Stars im Portrait: PETER JACKSON

Portrait

Als im Jahr 1997 der in Fankreisen zwar kultig verehrte, aber der breiten Masse relativ unbekannte Neuseeländer Peter Jackson die Vorbereitungen zur Verfilmung der Der Herr der Ringe-Trilogie aufnahm, ahnte wohl niemand, dass er vier Jahre später mit Die Gefährten einen Meilenstein der Filmgeschichte abliefern würde. Nachdem 2003 Die Rückkehr des Königs das Mammutwerk abschloss, welches insgesamt 17 Oscars (bei 30 Nominierungen) erhielt und ein Gesamteinspiel von beinahe 3 Mrd. erzielte, hatte sich Jackson vom belächelten ‘Splatter-Marke-Eigenbau’-Regisseur zum gefeierten und prämierten Visionär gewandelt, für den heute kein Stoff zu ‘groß’ erscheint.
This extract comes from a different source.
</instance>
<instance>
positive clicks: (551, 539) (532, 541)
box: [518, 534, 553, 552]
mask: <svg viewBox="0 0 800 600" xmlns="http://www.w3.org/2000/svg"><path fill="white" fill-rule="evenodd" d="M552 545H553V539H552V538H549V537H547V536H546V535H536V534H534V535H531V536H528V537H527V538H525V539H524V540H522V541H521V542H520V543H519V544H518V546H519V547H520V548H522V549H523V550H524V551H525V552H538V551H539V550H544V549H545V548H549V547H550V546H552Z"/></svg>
Jacksons erste Arbeit in Spielfilmlänge Bad Taste machte 1987 zumindest die neuseeländische Öffentlichkeit auf ihn aufmerksam. Der schräge Splatter/Science Fiction-Mix wurde bei verschiedenen Festivals ausgezeichnet und enthält trotz seiner Grobschlächtigkeit bereits viele Elemente, die sich in mehr oder weniger prägnanter Form bis in Jacksons heutiges Werk durchgesetzt haben. Es folgten die überkanditelte und kontrovers diskutierte Muppets-Parodie Meet the Feebles (1989), in der es hinter den Kulissen einer Puppen-Show um nichts als Sex, Drogen und Intrigen geht. Spätestens mit Braindead (1992), einem der Standart-Werke des Splatter-Genres, gelang es Jackson auch international ein Ausrufezeichen zu setzen. In Deutschland ist die ungekürzte Fassung übrigens auf dem Index.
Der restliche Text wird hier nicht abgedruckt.